The primary reason they split off from the Jewish church was because, although the middle wall of partition between Jew and Gentile was taken away in Christ, it still remained (and remains) very much in existence in the world and in the flesh, until converts to Christ were anathema to Jews, and Jews became anathema to Christians. When Constantine established Christianity as the official religion of His dominion, he also established a new day on which to observe the Sabbath.
That act speaks volumes of comparison between Constantine and Jeroboam. While Jeroboam was appointed to his place by God when He split the kingdom due to Solomon's idolatry, one of the first things he did was establish new feast days, for the express purpose of preventing the people from returning to Jerusalem, when those feasts were to be observed under the laws and commandment of God.

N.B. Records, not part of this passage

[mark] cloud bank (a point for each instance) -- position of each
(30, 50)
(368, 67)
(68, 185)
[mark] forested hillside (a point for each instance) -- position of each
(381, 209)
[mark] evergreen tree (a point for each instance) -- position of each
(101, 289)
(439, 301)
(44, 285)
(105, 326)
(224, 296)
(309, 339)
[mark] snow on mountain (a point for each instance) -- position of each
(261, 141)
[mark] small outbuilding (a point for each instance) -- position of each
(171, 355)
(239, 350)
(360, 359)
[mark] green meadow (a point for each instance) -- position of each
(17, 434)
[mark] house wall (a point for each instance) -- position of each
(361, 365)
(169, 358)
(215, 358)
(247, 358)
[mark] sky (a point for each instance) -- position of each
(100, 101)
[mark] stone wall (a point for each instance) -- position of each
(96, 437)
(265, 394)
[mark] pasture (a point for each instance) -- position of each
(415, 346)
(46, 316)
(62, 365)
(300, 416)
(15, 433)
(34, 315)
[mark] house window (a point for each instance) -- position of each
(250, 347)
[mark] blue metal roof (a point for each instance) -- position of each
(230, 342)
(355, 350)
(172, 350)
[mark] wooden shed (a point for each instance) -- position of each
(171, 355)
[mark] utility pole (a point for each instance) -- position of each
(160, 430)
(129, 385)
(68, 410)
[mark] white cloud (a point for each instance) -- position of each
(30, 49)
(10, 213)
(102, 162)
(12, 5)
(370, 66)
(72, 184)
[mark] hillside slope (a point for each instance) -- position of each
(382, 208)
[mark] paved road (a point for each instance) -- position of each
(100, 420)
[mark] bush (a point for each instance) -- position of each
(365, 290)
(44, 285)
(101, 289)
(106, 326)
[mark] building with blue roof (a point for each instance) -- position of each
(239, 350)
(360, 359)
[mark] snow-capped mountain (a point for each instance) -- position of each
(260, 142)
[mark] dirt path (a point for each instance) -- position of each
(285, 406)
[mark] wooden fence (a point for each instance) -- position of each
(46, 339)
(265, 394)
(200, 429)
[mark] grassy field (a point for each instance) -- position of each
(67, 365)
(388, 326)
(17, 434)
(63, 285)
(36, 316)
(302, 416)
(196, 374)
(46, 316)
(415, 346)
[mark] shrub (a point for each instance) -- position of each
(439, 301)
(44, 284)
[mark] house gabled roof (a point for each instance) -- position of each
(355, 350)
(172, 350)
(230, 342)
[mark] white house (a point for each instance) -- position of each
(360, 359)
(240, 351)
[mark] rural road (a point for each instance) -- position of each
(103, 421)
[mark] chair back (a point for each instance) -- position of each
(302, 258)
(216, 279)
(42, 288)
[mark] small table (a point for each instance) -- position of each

Now if you ask me which one I would choose, a day mandated and established by God to commemmorate, not the resurrection but the final day when we can all rest in the peace of Christ at His return, or a day appointed by man, visionary and appointed of God or not, I will choose what God has declared.
For these reasons, I choose to keep a Saturday or Seventh Day Sabbath ~ not because it is Jewish, but because it was appointed of God. If He did not change the day, but only the reason for keeping it, then why should I, or rather, who am I to determine His Sabbath to be otherwise and make it a day of my own choosing?
On a more personal note, I like to keep the Sabbath on this day. It is a most wonderful experience to come to Friday evening knowing that you have taken care of all your business, and knowing you can draw the curtain over the week, shutting out the past and the future of what awaits next week, and spend a day, fully able to give yourself and all your attention completely to God, without distraction. That is truly rest indeed.
Some get bogged down with all the Jewish "do's" and "do not's" of keeping a Sabbath according to rabbinical (man's) judgments, but none of these are mandated by God. All He asks is that you take this day as a day of ease and refreshment, not in our own ideas and entertainments, but through restoring communion and fellowship with Him, the source of all our peace and rest, to be refreshed by Him in the only way that brings lasting peace and strength that will see you through another week.
And that is most blessed indeed. Blessed be God who has given us His holy Sabbath, to find our rest and refreshment and renewal in Him, our God, and the source of all our peace and rest. To Him be praise, honour and glory forevermore. Amen.